Untuk itu kupadukan dengan paris bunga merah kecil yang menyebar diatas background
putih. Biar unsur girly nya dapet. Meskipun begitu terlihat manis
(kerudungnya) tapi tetap saja kelihatan maskulin dengan jaket hitam abu-abu
yang bergaya boyish.
Sudahlah, aku kan nggak lagi ikut fashion show!
***
“Jangan percaya pada ingatan,” ungkap Pak Edi Akhiles.
Ya! Aku sudah kembali di ruangan yang tadi.
“Dan ingatan itu akan mem-PHP kita,” lanjutnya.
Memang.
Pembahasan fiksi-non fiksi yang berakhir pukul 16.00 itu ditutup dengan
foto-foto dan pembagian novel. Aku sendiri mendapatkan novel Zhaenal Fanani
yang tebalnya 474 halaman berjudul Rendez-Vouz di Selat Hormus.

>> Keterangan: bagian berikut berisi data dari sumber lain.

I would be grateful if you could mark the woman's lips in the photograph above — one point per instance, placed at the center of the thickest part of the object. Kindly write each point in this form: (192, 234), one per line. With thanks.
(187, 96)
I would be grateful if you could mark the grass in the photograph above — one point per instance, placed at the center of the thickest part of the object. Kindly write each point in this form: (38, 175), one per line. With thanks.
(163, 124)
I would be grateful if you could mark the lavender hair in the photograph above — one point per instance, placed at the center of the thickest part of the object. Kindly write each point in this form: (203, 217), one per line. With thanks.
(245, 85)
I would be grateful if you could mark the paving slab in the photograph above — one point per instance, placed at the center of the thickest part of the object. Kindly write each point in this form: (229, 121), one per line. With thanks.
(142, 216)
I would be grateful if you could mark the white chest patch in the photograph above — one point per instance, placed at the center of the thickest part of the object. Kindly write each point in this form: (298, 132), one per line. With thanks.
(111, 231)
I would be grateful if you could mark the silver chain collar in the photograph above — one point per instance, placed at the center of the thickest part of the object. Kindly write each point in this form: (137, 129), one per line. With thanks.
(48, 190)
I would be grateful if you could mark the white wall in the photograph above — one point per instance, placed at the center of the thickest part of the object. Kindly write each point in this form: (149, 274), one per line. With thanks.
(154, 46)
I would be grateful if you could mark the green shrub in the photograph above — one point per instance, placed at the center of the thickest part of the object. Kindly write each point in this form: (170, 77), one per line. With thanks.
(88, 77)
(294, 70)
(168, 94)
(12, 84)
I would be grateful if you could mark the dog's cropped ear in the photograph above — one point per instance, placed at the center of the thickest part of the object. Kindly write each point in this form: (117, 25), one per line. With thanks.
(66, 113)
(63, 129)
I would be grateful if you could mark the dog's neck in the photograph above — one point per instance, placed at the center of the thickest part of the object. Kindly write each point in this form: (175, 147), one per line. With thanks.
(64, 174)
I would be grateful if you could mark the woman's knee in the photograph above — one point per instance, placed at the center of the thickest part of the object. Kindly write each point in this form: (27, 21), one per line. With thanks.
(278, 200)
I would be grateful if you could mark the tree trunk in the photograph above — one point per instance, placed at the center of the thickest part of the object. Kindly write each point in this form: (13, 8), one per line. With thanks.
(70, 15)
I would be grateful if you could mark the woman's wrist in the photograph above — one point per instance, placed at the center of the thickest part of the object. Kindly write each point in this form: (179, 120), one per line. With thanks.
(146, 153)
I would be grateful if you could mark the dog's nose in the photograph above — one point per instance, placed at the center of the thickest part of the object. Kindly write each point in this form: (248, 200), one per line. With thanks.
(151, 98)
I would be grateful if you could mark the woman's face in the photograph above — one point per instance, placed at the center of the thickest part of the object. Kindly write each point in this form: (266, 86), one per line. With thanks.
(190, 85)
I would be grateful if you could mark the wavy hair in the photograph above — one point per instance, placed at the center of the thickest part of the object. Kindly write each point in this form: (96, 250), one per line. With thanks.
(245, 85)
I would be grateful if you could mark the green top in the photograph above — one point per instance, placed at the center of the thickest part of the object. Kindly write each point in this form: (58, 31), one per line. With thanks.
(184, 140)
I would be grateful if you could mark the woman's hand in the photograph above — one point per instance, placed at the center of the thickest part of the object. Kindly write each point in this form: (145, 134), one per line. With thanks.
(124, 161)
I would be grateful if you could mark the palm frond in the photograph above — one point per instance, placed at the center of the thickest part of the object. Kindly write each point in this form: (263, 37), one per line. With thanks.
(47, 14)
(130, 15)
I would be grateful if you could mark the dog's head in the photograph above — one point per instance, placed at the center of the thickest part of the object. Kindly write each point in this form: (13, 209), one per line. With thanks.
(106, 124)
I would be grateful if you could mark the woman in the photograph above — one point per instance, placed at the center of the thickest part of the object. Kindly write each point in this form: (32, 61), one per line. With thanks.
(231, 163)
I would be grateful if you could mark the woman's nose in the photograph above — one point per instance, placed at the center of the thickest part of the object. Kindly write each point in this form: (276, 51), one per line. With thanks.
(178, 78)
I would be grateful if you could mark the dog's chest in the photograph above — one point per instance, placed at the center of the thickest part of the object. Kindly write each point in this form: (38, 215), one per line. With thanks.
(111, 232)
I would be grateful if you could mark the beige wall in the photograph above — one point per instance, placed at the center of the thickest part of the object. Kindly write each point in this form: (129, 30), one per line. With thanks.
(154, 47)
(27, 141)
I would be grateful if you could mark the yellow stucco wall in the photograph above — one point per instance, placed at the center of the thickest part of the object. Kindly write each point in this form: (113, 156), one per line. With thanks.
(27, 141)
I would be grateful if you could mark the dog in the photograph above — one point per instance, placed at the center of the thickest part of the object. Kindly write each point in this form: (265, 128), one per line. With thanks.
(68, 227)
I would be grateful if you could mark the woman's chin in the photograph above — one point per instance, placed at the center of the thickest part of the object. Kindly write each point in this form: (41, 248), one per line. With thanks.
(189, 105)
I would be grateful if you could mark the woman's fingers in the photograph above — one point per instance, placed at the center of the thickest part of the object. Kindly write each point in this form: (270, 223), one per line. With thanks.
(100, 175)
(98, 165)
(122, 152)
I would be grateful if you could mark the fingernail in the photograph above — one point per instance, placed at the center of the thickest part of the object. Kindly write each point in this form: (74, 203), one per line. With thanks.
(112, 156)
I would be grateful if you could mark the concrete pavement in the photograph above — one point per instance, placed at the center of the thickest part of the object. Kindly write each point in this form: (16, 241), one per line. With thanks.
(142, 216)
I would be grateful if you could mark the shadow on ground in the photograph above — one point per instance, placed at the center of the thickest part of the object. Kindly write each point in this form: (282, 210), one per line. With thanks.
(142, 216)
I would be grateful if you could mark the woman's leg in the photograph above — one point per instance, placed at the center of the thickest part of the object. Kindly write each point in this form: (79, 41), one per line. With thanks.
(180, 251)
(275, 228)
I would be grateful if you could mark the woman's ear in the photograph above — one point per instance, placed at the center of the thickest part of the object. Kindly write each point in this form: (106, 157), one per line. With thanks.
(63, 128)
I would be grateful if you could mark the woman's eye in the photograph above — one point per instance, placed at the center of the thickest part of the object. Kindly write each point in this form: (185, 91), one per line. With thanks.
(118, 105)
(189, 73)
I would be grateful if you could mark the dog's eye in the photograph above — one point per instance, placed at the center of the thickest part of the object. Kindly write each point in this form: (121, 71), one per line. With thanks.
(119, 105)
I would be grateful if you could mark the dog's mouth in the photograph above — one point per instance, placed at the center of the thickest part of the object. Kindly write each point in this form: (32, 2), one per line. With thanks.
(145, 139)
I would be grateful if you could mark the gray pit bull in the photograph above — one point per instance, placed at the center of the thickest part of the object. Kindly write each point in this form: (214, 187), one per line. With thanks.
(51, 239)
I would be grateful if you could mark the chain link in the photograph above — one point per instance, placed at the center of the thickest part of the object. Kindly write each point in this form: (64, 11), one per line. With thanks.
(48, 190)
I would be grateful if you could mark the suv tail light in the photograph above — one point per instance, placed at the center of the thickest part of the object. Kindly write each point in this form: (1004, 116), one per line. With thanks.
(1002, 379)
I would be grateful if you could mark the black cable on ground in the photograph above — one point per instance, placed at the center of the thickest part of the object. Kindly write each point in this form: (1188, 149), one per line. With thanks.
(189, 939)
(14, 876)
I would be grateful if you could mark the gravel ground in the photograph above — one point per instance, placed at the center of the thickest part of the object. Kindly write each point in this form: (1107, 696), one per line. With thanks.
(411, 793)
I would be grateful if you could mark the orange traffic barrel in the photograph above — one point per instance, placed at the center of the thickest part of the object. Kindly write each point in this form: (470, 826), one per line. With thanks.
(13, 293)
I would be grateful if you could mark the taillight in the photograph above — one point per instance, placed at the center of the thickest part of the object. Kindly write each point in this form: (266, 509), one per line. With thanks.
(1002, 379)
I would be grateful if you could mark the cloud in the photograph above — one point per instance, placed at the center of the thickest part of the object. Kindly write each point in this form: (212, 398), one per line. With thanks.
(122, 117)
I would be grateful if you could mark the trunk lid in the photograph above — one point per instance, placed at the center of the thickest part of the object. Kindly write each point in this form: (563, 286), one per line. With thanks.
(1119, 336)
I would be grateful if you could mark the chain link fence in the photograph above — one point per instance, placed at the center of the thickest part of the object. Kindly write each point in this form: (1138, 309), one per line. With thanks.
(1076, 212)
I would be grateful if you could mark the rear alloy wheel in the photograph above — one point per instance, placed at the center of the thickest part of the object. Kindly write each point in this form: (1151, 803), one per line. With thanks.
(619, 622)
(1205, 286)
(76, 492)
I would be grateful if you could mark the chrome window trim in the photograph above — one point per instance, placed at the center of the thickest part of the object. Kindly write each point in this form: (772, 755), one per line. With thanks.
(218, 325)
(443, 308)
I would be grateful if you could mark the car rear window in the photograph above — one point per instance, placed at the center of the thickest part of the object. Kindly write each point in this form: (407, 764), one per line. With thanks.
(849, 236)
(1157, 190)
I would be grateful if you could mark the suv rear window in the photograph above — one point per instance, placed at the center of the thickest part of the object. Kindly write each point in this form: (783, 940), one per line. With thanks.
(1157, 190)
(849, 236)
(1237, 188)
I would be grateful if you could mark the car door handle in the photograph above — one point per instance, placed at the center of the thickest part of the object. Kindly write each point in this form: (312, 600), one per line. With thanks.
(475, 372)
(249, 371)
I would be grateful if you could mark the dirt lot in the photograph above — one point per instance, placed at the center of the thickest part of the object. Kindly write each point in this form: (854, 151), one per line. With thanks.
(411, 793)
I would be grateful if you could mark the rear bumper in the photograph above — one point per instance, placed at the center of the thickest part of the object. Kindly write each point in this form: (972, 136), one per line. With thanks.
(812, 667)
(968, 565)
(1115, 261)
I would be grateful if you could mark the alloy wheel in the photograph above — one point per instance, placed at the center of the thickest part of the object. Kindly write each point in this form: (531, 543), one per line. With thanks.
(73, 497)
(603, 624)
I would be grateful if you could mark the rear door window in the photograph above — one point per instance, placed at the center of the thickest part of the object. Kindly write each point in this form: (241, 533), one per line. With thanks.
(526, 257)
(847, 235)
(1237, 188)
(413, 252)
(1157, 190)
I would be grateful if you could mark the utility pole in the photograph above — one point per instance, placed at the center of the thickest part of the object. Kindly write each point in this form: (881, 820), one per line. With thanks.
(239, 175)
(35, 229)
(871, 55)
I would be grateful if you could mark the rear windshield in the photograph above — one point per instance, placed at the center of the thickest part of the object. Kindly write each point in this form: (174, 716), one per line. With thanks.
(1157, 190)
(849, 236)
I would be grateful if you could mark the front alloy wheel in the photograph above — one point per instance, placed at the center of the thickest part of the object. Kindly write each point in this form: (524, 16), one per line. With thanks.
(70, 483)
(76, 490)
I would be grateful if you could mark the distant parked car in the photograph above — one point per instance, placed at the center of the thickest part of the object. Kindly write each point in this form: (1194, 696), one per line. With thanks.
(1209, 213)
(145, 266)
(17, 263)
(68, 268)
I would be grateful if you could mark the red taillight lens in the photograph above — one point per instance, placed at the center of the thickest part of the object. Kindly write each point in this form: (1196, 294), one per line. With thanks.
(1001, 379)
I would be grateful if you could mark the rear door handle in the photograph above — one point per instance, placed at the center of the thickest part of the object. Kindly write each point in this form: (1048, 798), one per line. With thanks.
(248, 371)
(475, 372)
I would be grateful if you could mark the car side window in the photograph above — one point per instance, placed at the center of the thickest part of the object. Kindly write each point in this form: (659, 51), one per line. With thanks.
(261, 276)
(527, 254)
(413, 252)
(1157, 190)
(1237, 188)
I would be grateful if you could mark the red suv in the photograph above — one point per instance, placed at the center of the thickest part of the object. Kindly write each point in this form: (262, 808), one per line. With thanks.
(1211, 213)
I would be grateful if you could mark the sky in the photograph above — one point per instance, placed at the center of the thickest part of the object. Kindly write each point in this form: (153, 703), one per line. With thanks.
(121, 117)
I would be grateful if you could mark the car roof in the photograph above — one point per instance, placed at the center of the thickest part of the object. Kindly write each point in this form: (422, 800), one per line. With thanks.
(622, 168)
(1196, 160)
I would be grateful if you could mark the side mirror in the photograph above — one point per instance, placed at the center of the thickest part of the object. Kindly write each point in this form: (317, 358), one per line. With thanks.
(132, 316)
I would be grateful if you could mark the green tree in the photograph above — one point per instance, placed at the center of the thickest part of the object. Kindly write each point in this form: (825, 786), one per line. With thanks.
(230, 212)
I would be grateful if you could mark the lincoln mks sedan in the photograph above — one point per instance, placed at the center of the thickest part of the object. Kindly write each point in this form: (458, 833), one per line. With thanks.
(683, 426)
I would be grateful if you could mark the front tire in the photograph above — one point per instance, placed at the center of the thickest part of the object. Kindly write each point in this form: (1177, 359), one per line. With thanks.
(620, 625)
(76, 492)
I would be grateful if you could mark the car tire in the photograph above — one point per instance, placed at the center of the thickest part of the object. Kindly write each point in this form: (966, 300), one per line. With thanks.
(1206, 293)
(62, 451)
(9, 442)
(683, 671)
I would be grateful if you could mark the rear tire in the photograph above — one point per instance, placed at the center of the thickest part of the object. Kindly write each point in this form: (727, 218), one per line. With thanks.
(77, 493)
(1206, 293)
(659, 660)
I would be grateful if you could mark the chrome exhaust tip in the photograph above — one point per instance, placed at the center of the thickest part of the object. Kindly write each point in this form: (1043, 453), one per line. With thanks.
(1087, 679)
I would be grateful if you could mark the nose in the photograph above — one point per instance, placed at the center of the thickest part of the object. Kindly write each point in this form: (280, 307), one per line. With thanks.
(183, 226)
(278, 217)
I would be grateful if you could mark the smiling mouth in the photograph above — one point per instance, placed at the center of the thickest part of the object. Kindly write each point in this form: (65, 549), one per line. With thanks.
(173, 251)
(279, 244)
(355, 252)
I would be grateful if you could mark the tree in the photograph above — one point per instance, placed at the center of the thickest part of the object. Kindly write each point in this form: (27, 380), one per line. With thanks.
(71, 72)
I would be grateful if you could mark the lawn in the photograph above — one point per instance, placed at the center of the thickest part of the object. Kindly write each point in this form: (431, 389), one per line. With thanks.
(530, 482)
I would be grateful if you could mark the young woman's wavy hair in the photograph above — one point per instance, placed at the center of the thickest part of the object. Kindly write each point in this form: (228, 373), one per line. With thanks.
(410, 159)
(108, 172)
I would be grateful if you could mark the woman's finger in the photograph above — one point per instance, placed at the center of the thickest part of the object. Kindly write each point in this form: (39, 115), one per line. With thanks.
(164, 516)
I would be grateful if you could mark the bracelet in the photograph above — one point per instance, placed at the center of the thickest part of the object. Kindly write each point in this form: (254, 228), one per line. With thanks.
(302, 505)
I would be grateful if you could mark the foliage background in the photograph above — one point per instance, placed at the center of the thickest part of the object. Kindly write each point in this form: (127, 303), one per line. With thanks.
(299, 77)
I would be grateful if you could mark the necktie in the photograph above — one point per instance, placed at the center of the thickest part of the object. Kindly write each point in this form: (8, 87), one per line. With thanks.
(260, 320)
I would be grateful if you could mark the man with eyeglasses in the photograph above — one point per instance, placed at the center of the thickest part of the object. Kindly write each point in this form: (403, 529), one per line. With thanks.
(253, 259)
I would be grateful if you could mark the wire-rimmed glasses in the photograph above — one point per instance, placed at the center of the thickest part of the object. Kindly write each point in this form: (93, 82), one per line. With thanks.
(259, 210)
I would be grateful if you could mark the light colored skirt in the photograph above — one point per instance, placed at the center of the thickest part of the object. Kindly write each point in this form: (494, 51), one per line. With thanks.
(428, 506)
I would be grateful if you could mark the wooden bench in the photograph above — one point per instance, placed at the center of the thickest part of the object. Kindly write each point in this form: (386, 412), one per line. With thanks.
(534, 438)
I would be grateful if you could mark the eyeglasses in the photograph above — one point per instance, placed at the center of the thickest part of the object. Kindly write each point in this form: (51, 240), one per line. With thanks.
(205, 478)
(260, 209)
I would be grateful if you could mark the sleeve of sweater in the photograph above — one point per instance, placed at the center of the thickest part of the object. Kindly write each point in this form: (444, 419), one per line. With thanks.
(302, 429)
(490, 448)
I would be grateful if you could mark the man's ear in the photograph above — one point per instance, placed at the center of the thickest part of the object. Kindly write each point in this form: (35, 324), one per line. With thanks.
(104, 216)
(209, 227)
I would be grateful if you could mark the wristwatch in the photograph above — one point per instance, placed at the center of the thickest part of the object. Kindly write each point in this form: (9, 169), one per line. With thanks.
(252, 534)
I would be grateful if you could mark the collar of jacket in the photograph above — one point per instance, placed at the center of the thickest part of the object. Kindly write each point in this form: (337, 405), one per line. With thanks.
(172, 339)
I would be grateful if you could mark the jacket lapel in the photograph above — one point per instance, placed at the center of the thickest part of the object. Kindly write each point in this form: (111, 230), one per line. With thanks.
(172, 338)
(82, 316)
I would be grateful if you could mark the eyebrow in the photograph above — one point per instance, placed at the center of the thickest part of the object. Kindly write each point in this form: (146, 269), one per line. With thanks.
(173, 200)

Lalu meluncurlah kita berdua ke tempat stand Diva Press berada. Dan
mendapatkan apa yang kita cari sebelumnya. Tepatnya setelah ikut bereksis ria
di depan background “peka kota”. And inilah wajah kami yang kucel.
4 buku yang ‘hanya’ merogoh kocek senilai 50 ribu. It’s so cheap,right?
Ada satu misi yang harus kita penuhi sebelum kembali ke Salatiga tercinta.
Berkunjung ke Unnes!
Aku beranjak mengamati peta Kota Semarang setelah melepas lelah di teras
masjid raya candi lama. Mengamati dan menganalogikan pada keadaan yang
sebenarnya. Memposisikan dan meraba-raba koordinat tempat tujuan kami
selanjutnya.
Oke, fix! Berbekal pengetahuan bahwa letak Unnes itu PLN Jatingaleh masuk,
kami berangkat kesana dengan segera. Beberapa kampus asing menyapa. Pelni,
Untag, Unika dan sekolah tinggi lainnya. Benar juga kata shohibku yang akan
kukunjungi itu, jalannya naik-turun belok-belok. Bahkan ada yang tingkat
kemiringannya sampai 45 derajat.
“Asyik juga pergi pake motor,” kataku dalam hati. Sekilas ada biji sombong
ikut berpartisipasi.
Belum sempat aku beristighfar, ada semacam suara ledakan kecil dari motor
ini. Sontak kita berdua kaget. Namun, dasar kita memang tidak punya feeling dan
keahlian dalam mekanik, ya cuek saja dan pura-pura tidak terjadi apa-apa.
“Nov, Nov, Nov...”
Aku hanya memegangi rem depan dan menginjak rem belakang demi menjaga agar
kita tidak jatuh ke belakang. Pasalnya, aku menyadari bahwa kopling di kaki
kiriku tak berfungsi. Tidak apa-apa kalau kita pas di jalan yang datar. Lah
ini, pas jalannya nanjak!
“Kayaknya, ini rantainya deh,” hipotesaku singkat. Tentunya setelah
terengah-engah menepikan motor ini dari jalan raya.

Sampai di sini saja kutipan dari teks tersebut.